I gathered these metrics in the context of running an algorithm for subsetting a set of .h5 GEDI L4A files in basic Python multiprocessing code (i.e., no use of any specific libraries for scaling, such as dask, ray, etc.). The gist of the code is that it takes a list of .h5 files in S3 (in this case, ~1200), and for each file it reads (via h5py) a handful of datasets (the same for each file) out of the dozens available, doing so across 32 CPUs, each with 64GiB of RAM (far more than actually needed).
We also compare this to simply downloading the files and reading them from the local filesystem, rather than reading directly from S3. This case is where the y-axis tick is labeled ('download', 0.0, False).
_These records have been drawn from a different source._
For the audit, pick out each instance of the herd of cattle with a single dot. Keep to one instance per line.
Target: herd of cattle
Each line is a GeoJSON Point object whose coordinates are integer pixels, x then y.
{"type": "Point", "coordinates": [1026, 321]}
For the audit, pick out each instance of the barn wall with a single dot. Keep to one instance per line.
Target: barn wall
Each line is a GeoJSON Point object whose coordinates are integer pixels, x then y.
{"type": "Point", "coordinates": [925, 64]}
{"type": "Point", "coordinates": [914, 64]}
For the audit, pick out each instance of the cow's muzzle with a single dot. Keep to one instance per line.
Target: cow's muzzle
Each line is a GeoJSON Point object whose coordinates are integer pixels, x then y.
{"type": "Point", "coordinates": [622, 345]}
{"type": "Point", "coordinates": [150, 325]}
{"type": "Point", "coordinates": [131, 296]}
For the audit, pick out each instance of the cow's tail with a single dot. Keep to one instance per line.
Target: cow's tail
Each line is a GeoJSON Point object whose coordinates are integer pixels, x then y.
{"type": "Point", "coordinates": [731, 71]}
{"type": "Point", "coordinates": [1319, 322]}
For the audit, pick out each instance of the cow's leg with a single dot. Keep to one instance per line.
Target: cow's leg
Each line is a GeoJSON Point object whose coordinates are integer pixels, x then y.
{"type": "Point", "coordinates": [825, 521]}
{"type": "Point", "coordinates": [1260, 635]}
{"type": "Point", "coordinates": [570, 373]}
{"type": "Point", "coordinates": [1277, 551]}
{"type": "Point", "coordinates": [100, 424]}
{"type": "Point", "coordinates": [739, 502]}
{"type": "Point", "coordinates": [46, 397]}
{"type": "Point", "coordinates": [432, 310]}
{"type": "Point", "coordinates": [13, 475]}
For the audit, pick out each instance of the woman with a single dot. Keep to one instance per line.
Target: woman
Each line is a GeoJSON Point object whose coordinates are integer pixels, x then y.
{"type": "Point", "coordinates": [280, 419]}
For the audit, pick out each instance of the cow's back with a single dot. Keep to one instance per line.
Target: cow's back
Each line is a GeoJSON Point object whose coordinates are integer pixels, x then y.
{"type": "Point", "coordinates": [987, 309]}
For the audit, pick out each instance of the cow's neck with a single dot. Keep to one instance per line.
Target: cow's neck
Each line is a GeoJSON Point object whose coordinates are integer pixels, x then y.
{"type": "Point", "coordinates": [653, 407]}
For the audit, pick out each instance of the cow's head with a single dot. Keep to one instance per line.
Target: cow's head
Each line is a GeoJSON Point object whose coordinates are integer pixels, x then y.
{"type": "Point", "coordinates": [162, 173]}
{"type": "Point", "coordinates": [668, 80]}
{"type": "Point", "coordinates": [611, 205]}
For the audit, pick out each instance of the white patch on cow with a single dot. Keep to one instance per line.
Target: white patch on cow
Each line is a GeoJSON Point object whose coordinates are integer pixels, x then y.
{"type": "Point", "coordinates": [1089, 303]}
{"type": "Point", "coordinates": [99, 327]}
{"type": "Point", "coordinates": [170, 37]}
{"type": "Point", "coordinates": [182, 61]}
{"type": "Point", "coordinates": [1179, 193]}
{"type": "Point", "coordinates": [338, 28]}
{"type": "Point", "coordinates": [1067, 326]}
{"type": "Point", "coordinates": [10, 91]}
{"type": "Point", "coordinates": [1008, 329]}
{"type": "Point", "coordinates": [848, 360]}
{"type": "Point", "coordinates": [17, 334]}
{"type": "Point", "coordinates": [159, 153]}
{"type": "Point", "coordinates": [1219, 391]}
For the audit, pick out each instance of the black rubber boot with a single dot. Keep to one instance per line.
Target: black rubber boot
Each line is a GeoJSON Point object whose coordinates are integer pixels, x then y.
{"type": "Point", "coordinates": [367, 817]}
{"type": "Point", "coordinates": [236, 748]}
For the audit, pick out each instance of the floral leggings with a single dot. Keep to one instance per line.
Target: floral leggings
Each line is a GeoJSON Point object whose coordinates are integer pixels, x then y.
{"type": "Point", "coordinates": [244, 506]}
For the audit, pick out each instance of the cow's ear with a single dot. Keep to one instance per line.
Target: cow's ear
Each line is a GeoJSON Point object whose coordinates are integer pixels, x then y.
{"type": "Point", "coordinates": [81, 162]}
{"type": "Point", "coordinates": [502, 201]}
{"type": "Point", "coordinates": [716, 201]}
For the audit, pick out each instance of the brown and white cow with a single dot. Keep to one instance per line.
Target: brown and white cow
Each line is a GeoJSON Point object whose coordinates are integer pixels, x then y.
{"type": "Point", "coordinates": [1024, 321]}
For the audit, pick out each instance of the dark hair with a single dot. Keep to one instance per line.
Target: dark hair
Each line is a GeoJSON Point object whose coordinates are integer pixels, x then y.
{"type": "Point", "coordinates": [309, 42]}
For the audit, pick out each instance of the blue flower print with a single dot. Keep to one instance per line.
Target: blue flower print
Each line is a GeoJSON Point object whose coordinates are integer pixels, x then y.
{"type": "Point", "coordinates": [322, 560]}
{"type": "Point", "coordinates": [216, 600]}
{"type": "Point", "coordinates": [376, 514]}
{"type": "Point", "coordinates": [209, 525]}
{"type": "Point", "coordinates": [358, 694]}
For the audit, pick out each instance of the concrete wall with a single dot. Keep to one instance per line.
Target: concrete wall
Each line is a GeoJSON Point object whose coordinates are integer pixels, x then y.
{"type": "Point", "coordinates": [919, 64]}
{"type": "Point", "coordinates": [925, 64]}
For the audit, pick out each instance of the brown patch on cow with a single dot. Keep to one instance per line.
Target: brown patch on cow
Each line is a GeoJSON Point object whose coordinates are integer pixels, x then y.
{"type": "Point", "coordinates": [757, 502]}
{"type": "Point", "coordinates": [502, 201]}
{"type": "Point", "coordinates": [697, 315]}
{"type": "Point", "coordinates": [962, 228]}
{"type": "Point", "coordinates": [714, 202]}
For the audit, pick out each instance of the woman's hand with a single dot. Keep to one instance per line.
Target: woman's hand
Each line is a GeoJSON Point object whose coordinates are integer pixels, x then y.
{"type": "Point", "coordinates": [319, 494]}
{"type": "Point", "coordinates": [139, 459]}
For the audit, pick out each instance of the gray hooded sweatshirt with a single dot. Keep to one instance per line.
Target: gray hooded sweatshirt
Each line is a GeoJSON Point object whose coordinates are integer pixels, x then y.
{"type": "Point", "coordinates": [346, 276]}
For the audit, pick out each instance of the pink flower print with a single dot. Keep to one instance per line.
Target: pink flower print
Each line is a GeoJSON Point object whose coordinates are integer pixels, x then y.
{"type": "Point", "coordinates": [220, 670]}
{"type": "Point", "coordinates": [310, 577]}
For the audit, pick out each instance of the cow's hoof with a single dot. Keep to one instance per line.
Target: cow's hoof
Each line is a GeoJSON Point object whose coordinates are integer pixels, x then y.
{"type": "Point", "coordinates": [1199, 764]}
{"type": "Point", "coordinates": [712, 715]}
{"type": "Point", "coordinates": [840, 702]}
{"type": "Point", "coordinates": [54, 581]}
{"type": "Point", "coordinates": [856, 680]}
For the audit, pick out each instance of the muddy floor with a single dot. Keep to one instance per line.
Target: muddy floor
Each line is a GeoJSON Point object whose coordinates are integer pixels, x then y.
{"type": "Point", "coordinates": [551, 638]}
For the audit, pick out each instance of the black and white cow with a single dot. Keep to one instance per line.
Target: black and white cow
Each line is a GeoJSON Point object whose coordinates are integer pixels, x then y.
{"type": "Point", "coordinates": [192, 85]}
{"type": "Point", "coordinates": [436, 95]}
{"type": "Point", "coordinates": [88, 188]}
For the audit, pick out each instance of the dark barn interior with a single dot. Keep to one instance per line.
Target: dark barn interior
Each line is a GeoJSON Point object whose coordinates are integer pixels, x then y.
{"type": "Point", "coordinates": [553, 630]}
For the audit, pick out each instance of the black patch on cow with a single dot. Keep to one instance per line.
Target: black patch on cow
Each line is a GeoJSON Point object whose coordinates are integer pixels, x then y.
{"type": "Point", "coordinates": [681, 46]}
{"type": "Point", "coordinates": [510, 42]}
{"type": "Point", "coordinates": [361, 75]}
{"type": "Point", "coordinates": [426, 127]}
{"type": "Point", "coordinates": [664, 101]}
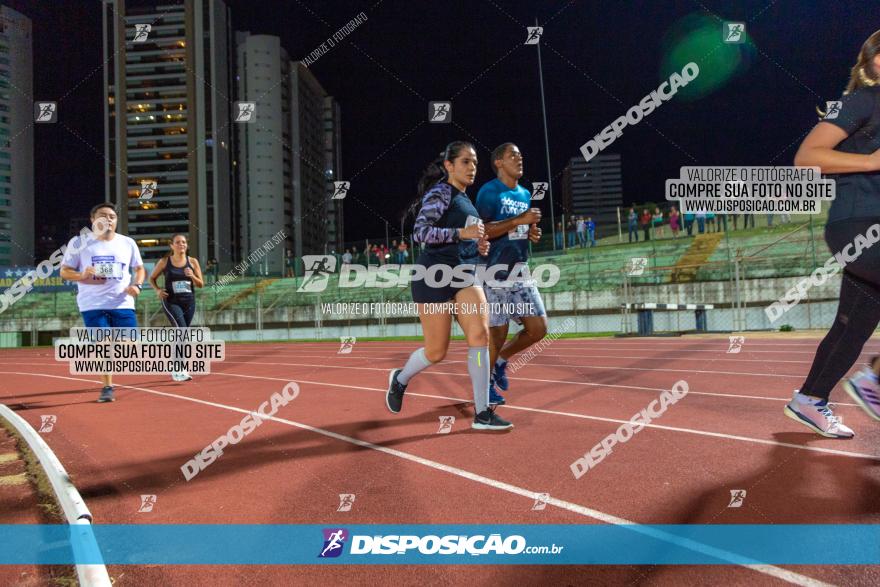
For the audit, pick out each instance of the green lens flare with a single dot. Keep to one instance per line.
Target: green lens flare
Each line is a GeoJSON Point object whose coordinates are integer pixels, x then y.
{"type": "Point", "coordinates": [700, 39]}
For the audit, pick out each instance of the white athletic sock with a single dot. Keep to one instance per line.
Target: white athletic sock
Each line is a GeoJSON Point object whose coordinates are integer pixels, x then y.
{"type": "Point", "coordinates": [478, 368]}
{"type": "Point", "coordinates": [417, 362]}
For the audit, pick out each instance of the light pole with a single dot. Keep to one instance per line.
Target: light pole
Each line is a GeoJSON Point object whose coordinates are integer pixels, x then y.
{"type": "Point", "coordinates": [546, 143]}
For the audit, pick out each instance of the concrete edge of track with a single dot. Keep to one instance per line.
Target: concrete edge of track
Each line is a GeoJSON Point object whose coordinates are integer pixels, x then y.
{"type": "Point", "coordinates": [72, 504]}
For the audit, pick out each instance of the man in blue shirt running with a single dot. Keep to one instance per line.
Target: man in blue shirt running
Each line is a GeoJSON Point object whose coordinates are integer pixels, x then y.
{"type": "Point", "coordinates": [510, 224]}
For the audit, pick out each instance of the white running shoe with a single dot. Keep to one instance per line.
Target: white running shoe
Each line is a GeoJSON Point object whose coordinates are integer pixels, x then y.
{"type": "Point", "coordinates": [816, 415]}
{"type": "Point", "coordinates": [865, 389]}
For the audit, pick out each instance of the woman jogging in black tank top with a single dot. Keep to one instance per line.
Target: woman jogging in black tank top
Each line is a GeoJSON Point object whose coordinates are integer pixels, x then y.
{"type": "Point", "coordinates": [182, 275]}
{"type": "Point", "coordinates": [846, 144]}
{"type": "Point", "coordinates": [449, 227]}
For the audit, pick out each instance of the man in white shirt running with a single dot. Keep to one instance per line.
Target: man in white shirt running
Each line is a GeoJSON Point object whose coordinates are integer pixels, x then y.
{"type": "Point", "coordinates": [102, 270]}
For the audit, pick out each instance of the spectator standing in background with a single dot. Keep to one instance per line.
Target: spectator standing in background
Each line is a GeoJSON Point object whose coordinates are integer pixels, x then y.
{"type": "Point", "coordinates": [581, 229]}
{"type": "Point", "coordinates": [674, 218]}
{"type": "Point", "coordinates": [658, 223]}
{"type": "Point", "coordinates": [632, 223]}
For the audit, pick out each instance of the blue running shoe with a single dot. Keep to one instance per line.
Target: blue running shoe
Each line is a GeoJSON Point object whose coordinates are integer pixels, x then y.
{"type": "Point", "coordinates": [501, 376]}
{"type": "Point", "coordinates": [495, 398]}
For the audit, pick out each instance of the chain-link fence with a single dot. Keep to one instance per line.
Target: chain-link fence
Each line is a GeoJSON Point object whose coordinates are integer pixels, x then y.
{"type": "Point", "coordinates": [604, 289]}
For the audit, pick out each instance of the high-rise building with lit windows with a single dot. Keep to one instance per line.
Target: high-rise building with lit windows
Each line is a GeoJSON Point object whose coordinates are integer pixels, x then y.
{"type": "Point", "coordinates": [289, 156]}
{"type": "Point", "coordinates": [16, 140]}
{"type": "Point", "coordinates": [333, 165]}
{"type": "Point", "coordinates": [168, 97]}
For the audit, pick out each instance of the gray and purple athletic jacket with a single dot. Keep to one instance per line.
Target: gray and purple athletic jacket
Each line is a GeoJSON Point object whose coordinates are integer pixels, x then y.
{"type": "Point", "coordinates": [444, 210]}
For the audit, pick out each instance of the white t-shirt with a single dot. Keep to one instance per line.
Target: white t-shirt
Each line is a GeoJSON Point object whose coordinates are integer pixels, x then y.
{"type": "Point", "coordinates": [112, 260]}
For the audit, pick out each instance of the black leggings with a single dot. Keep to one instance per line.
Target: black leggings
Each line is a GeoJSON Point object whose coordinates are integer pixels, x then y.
{"type": "Point", "coordinates": [180, 312]}
{"type": "Point", "coordinates": [858, 311]}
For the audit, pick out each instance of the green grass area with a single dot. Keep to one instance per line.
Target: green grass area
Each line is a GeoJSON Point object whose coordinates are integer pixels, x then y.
{"type": "Point", "coordinates": [50, 510]}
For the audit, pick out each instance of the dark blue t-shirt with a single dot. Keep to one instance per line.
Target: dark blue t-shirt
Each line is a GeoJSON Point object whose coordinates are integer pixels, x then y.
{"type": "Point", "coordinates": [857, 194]}
{"type": "Point", "coordinates": [495, 202]}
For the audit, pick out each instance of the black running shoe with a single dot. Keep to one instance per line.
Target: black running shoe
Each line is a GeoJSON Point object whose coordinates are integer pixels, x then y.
{"type": "Point", "coordinates": [106, 395]}
{"type": "Point", "coordinates": [394, 396]}
{"type": "Point", "coordinates": [489, 420]}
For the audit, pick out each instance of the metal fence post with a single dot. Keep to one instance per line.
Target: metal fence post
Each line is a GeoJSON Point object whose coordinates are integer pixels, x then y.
{"type": "Point", "coordinates": [737, 314]}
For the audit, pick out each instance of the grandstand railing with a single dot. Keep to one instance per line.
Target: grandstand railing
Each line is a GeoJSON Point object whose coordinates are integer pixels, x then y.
{"type": "Point", "coordinates": [781, 252]}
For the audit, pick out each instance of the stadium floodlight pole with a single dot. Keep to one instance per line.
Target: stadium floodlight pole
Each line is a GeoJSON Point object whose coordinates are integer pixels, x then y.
{"type": "Point", "coordinates": [546, 142]}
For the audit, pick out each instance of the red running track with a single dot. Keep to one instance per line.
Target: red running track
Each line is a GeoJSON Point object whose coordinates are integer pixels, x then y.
{"type": "Point", "coordinates": [337, 437]}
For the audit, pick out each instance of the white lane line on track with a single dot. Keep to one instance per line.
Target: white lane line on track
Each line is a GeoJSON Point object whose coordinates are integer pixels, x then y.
{"type": "Point", "coordinates": [579, 366]}
{"type": "Point", "coordinates": [773, 571]}
{"type": "Point", "coordinates": [536, 363]}
{"type": "Point", "coordinates": [585, 417]}
{"type": "Point", "coordinates": [360, 354]}
{"type": "Point", "coordinates": [456, 374]}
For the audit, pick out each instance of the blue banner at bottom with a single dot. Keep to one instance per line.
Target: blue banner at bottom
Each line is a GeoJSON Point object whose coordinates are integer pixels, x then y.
{"type": "Point", "coordinates": [440, 544]}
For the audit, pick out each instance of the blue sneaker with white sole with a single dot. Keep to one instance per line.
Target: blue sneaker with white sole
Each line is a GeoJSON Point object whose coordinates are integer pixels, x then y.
{"type": "Point", "coordinates": [501, 376]}
{"type": "Point", "coordinates": [495, 398]}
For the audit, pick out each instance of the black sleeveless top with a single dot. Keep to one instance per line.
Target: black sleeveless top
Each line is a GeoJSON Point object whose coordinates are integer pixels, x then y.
{"type": "Point", "coordinates": [179, 286]}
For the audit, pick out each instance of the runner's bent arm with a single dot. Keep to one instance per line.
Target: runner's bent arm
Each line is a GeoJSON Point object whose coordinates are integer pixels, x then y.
{"type": "Point", "coordinates": [434, 203]}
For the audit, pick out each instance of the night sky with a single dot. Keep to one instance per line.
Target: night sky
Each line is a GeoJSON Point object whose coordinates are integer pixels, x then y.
{"type": "Point", "coordinates": [599, 58]}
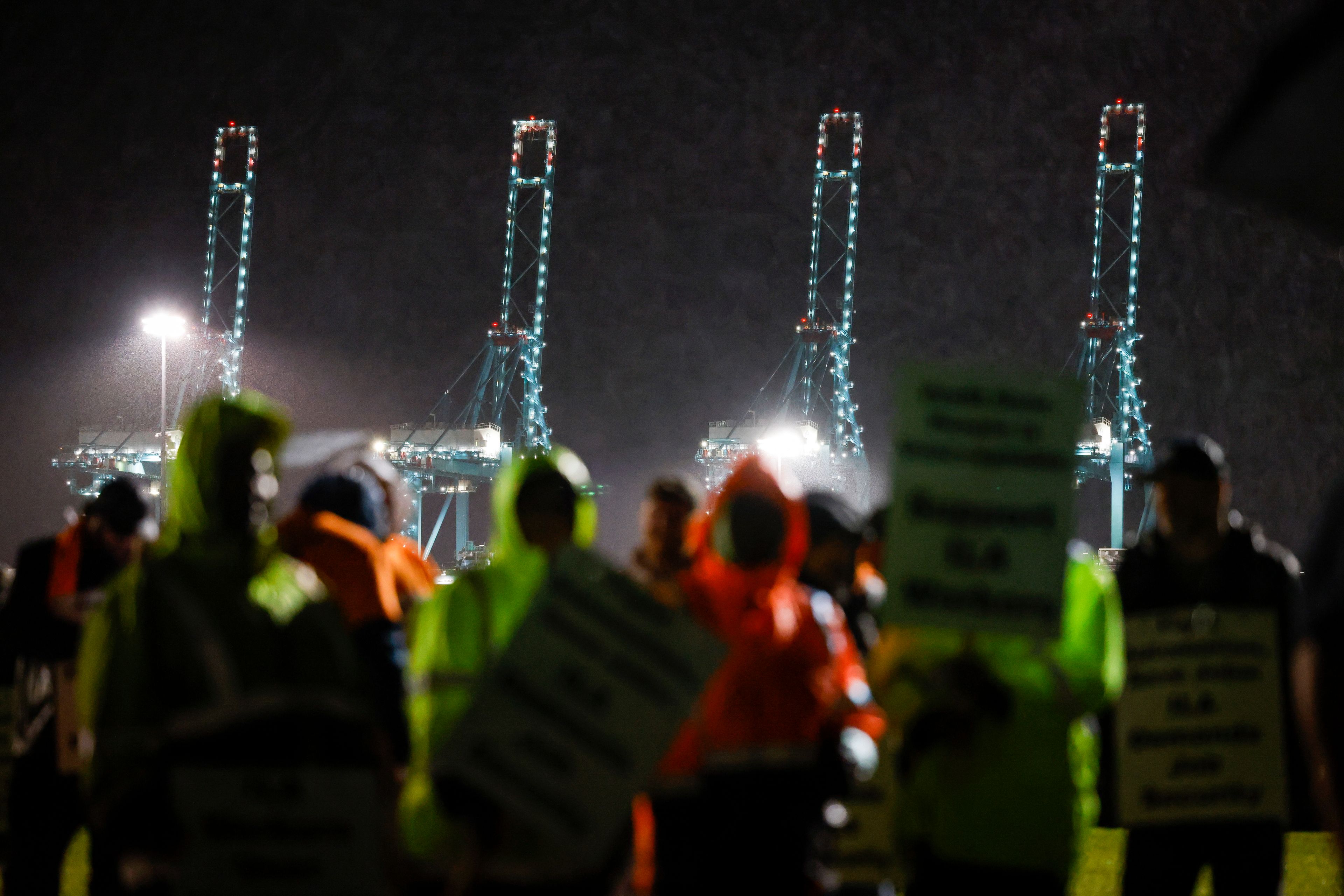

I ran each combination ~30 times each (some combos had 1 or 2 jobs fail).
As you can see, all uses of cache type first perform significantly worse than anything else, including downloading. Of course, the .h5 files are not cloud-optimized, so nothing performs more than marginally better than downloading, but that’s sort of the point.
I’m no expert on any of this stuff, but I’m happy to provide more details if anybody has questions.